Aquellas serían las causas contra Jesús de Nazaret. Pero Él entregaba su vida por nosotros, los humanos, sus hermanos menores, a quienes vino para darnos el perdón de los pecados y la vida abundante, plena, eterna. El Justo por los injustos, para llevarnos a Dios.

 

Todas las profecías respecto a su rechazo por parte de muchos, comprendidos sus discípulos más íntimos, su padecimiento, muerte, sepelio, resurrección y ascensión al seno del Padre, de donde había venido, se cumplieron al milímetro, y así están recogidas en el texto bíblico.

 

Nos costaría cubrir todos los detalles, comprendidos algunos minúsculos, sobre el cumplimiento de las profecías bíblicas en torno a la vida, palabra y obra de Jesús el Cristo. Por eso creemos con certidumbre que ese mismo Jesús que vino en carne humana para estar entre nosotros, como uno de nosotros, para dar su vida por nosotros, igualmente cumplirá su promesa de venir a buscar a los suyos en el Gran Día de Dios.

 

“Hizo además Jesús muchas otras señales en presencia de sus discípulos, las cuales no están escritas en este libro.
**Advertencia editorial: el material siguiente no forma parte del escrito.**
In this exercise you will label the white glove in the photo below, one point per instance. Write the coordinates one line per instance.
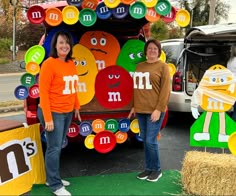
(195, 112)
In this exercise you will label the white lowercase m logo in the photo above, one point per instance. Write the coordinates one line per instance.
(14, 158)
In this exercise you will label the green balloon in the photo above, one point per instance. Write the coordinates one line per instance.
(131, 53)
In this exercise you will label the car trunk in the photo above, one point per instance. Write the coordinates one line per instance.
(206, 46)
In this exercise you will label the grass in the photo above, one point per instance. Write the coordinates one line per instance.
(4, 60)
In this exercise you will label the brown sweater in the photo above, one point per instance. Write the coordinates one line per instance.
(151, 87)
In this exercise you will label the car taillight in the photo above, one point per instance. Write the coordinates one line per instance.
(177, 81)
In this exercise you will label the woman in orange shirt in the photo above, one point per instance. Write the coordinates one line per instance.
(58, 81)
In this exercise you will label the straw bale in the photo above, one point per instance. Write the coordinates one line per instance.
(206, 173)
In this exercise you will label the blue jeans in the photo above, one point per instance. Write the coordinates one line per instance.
(234, 112)
(55, 140)
(148, 132)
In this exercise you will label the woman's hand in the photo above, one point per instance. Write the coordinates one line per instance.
(49, 126)
(132, 112)
(77, 115)
(155, 115)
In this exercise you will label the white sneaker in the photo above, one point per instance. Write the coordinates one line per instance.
(223, 138)
(64, 182)
(62, 192)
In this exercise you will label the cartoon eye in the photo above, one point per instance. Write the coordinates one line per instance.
(94, 41)
(222, 79)
(212, 79)
(110, 76)
(76, 62)
(131, 56)
(83, 62)
(103, 41)
(140, 55)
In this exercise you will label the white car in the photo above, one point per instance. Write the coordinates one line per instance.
(202, 47)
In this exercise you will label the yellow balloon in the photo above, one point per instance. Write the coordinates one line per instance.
(163, 56)
(218, 84)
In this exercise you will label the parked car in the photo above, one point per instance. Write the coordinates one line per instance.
(202, 47)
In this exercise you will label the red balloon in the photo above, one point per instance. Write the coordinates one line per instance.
(113, 87)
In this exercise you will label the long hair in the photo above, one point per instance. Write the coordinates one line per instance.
(69, 40)
(154, 41)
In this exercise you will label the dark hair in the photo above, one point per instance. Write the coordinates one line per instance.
(69, 40)
(154, 41)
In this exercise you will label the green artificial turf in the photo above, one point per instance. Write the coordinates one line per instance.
(119, 184)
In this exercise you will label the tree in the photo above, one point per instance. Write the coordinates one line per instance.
(159, 30)
(201, 9)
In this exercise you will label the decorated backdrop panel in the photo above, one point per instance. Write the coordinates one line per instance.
(132, 52)
(114, 87)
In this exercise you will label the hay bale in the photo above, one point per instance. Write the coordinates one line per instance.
(206, 173)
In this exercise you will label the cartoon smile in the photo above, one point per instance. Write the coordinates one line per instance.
(114, 85)
(98, 50)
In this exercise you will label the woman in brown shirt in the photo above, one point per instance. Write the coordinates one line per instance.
(151, 95)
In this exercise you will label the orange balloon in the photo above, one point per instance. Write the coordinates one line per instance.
(152, 15)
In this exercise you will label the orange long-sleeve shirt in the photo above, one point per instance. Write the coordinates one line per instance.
(58, 87)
Pero éstas se han escrito para que creáis que Jesús es el Cristo, el Hijo de Dios, y para que creyendo, tengáis vida en su nombre.” (Juan 20:30-31).

 

“Escudriñad las Escrituras; porque a vosotros os parece que en ellas tenéis la vida eterna; y ellas son las que dan testimonio de mí.” (Juan 5:39).

 

Sin pretender haber sido exhaustivos mostrado todo lo que las Sagradas Escrituras representan, creemos que bastaría con esto para que la celebración de un “Día Mundial de la Biblia” tuviera sentido, y para que todos los días las Sagradas Escrituras formaran parte de nuestra dieta.